While these efforts are internal to Ireland, the Madalene Asylums also operated in the United States, Canada, and around the world.
But to date, you’d certainly never see language such as this applied to women who suffered these brutalities here in the States:
Speaking during the adjournment debate in the Dáil last night, Mr Kitt said he strongly supported the commission’s stance. Survivors “should receive an apology from the State” and a distinct redress scheme for them “should be established”, he said. “The survivors of the Bethany Home should be treated in the same way.” He asked the Conference of the Religious in Ireland (Cori) and the four religious congregations that operated the laundries to meet the Justice For Magdalenes group “to deal with the issues of records, compensation and other related matters”.
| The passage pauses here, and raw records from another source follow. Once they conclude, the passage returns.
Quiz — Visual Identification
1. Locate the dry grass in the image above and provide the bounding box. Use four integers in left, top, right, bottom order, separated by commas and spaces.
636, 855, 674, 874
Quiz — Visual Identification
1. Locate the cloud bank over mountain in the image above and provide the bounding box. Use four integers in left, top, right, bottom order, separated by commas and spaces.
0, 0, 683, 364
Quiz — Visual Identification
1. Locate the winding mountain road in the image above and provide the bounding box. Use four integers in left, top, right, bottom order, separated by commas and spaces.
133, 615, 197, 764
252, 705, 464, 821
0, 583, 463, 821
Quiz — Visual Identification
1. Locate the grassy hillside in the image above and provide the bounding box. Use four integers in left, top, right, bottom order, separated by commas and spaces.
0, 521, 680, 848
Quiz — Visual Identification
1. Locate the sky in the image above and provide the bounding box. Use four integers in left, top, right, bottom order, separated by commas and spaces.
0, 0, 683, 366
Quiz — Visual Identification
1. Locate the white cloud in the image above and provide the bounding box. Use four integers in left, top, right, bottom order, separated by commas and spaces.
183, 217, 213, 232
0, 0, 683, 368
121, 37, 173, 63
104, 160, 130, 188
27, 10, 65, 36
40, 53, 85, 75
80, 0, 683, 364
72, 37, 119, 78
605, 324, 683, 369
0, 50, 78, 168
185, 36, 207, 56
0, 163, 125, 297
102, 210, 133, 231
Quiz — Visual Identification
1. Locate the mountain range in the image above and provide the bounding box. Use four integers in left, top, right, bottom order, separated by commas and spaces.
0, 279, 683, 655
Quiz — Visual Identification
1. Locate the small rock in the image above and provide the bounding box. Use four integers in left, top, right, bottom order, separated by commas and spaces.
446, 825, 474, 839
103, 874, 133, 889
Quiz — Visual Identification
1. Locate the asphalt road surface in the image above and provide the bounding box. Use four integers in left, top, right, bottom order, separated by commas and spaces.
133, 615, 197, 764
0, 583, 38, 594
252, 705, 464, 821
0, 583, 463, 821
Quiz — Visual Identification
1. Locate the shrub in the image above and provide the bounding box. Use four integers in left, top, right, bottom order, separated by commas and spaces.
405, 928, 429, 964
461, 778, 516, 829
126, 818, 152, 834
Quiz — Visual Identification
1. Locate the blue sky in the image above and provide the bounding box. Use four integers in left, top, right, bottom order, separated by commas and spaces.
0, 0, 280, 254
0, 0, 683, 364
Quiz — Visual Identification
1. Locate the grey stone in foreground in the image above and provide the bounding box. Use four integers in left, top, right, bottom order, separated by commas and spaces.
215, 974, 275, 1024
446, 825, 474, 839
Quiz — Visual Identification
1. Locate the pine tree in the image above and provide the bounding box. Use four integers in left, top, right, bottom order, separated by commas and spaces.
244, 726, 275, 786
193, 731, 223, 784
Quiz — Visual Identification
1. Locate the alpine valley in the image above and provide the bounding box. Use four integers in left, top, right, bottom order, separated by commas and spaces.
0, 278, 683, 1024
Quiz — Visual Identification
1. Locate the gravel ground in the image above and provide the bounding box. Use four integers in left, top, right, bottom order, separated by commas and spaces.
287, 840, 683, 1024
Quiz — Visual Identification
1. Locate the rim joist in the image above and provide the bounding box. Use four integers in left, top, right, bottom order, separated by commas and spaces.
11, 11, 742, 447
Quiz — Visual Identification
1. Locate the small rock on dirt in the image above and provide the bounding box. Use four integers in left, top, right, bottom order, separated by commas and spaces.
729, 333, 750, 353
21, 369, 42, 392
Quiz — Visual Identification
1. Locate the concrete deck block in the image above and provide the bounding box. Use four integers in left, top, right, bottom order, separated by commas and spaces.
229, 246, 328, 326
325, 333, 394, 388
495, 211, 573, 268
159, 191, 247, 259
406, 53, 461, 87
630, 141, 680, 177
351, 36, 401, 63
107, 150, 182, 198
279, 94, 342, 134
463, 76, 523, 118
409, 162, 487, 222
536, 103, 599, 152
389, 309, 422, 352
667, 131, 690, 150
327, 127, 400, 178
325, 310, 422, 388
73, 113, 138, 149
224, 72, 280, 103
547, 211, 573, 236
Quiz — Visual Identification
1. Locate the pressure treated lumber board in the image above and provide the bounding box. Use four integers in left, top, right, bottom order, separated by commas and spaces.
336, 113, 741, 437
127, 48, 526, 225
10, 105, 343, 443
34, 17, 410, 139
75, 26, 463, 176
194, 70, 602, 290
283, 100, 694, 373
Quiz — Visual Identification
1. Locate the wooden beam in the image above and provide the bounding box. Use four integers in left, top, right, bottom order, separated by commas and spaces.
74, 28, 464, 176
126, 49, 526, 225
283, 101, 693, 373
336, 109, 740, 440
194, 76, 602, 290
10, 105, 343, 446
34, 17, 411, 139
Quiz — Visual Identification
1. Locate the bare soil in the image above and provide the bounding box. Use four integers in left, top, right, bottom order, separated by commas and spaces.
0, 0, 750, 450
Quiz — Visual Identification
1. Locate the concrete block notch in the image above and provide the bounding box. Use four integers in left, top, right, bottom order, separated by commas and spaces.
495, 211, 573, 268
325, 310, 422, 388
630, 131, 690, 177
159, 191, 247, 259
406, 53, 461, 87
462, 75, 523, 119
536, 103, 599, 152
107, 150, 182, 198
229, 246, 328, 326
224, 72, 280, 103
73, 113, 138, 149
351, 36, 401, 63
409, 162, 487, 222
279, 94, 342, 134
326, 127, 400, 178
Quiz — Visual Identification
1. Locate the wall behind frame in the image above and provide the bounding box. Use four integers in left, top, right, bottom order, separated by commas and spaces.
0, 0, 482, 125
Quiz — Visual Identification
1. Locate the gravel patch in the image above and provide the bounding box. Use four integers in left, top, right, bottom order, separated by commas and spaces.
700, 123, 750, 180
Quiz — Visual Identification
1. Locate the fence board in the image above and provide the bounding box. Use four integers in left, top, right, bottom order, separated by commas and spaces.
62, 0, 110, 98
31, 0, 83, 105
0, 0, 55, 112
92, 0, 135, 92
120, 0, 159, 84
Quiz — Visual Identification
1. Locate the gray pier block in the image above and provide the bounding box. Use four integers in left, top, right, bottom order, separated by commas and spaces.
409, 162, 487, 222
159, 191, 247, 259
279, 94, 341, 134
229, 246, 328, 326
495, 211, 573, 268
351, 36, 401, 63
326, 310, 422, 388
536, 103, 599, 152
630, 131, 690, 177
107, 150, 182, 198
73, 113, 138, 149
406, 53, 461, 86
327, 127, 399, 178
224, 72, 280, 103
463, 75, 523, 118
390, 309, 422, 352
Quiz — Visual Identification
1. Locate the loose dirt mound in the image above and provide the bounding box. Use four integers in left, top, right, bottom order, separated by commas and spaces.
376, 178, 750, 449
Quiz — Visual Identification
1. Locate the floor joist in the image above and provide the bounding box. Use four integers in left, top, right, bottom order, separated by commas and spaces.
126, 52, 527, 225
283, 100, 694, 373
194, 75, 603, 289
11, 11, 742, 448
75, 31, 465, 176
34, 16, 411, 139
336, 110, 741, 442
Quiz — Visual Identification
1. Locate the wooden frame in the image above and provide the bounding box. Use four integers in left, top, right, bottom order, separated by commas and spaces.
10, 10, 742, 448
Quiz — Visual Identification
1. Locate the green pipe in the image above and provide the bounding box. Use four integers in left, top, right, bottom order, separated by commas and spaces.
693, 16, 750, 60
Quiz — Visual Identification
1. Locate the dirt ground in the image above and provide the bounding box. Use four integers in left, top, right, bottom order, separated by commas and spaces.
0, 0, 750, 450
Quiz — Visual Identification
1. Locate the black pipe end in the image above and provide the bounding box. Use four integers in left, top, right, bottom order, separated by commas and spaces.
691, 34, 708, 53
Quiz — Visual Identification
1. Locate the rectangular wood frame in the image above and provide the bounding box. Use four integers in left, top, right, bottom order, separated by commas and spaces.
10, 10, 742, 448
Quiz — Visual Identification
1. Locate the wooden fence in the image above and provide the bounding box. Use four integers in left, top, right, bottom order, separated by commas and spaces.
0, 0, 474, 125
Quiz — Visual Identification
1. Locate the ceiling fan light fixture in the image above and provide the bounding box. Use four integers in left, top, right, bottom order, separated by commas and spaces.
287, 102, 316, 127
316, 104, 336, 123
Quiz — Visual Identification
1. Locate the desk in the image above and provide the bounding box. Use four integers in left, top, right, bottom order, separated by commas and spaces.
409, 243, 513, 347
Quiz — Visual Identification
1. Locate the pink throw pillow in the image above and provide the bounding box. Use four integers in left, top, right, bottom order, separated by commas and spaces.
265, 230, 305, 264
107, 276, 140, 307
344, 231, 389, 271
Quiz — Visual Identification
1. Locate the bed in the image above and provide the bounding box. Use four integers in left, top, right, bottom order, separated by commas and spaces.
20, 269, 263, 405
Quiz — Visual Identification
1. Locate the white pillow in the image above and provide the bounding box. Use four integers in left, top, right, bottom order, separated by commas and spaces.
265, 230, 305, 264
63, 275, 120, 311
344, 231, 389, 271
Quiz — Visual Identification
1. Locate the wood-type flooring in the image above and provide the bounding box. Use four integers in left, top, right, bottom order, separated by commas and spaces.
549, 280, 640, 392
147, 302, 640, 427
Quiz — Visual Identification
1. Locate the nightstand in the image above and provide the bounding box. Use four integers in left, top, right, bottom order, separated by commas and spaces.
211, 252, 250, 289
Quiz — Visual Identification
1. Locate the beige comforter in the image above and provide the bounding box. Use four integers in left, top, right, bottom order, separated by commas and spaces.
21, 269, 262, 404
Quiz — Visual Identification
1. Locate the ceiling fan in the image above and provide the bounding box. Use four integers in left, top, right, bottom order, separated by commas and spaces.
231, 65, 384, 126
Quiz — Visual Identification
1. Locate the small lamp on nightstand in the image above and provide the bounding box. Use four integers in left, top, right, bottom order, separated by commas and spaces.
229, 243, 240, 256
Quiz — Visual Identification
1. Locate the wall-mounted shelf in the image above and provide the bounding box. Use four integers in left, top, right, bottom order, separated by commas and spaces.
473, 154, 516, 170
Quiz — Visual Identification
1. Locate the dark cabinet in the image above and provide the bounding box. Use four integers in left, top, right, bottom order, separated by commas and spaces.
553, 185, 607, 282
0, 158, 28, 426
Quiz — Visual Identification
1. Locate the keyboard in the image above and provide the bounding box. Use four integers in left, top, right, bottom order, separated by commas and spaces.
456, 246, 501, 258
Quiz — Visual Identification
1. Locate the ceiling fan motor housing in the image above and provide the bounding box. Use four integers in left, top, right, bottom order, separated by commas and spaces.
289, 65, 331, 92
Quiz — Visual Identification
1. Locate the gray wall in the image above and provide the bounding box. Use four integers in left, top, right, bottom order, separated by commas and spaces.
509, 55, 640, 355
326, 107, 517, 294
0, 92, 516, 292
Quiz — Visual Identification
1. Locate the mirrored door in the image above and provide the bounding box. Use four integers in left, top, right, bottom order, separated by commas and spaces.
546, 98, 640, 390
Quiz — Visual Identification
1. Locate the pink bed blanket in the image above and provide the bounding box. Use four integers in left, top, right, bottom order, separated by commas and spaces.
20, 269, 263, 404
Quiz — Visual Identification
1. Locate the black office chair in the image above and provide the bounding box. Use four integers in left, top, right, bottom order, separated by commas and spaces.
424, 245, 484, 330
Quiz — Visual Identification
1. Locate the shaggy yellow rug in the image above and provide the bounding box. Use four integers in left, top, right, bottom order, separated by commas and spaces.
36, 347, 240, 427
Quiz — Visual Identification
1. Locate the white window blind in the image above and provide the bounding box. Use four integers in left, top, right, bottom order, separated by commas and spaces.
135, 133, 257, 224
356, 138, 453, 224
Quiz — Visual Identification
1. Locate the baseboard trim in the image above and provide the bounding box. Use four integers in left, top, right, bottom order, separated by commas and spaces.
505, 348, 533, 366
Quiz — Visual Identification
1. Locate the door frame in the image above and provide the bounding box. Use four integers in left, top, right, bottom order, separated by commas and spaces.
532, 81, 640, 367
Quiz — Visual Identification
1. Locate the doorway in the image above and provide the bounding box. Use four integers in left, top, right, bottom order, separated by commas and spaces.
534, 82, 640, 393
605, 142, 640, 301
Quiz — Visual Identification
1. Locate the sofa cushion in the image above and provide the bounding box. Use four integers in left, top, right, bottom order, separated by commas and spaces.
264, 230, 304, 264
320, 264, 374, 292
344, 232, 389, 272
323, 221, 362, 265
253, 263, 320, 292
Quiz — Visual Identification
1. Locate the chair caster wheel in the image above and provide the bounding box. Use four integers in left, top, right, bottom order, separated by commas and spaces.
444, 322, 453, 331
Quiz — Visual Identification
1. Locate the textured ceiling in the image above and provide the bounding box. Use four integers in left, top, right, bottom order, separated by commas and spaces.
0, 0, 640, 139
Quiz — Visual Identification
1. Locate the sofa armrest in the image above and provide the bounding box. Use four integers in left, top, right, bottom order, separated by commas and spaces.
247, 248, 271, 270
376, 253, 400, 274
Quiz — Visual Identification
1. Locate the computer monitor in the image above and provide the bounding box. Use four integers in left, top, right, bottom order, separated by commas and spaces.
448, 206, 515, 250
Last June, the Justice for Magdalenes group asked the commission to inquire into treatment of women and girls in Magdalene laundries. The commission agreed to do so, and to examine the human rights issues arising.
The principal findings by the commission’s inquiry, on which it based its recommendations yesterday, were that “for those girls and women who entered Magdalene laundries following a court process, there was clear State involvement in their entry to the laundries”.
It found questions arose “as to whether the State’s obligations to guard against arbitrary detention were met in the absence of information on whether and how girls and women under court processes resided in and left the laundries”. It found the State may have breached the 1930 Forced Labour Convention and Article 4 of the European Convention on Human Rights. Of the Magdalene laundry in Drumcondra, Dublin, it said: “The burial, exhumation and cremation of known and unknown women from a Magdalene laundry in 1993 at High Park raises serious questions for the State in the absence of detailed legislation governing the area.”
Olive Braiden, of the commission, said: “We are dealing with a small and vulnerable group of women who the Government admitted as far back as 2001 were victims of abuse.” Dr Manning said: “The State cannot abdicate from its responsibilities in relation to the treatment of women and girls in the Magdalene laundries.”
Here in America, in the adoption and female confinement industry more generally, the institutions and individual perpetrators hope to escape justice by simply waiting long enough for their victims to die. Or hoping to die personally, long before the victims are able to force justice be done (if ever).
With the deaths of their victims any hope of justice, and often memory of the crimes themselves dies along with them.
Prof James Smith of the Justice for Magdalenes group said “the Government must move beyond its ‘deny ’til they die’ policy.”
Maeve O’Rourke, co-author of the group’s submission to the commission, said the State “must convince the church to acknowledge its part in this scandal, and to open up its records”. It should also call on the church “to pay its share of compensation to survivors”.
There are many resources online where one can learn more, but I strongly urge readers to click across to Justice for Magdalenes.
Blogs such as this have been staying up to date on the efforts to gain an Inquiry and contain a fair amount of video testimony from survivors.
Needless to say, I add my voice to so many others demanding a full Inquiry, the records be opened, and restitution be paid to survivors and the families of those who endured this church and state constructed living hell, globally.
Any inquiry that results in Ireland would be nothing more than a long overdue start.
But in the end, nothing can truly even begin to address the lives lost, nor the conditions these women were imprisoned within, nor the loss of so many children, often passed via adoption into families deemed suitably “faithful” over the past 229 years.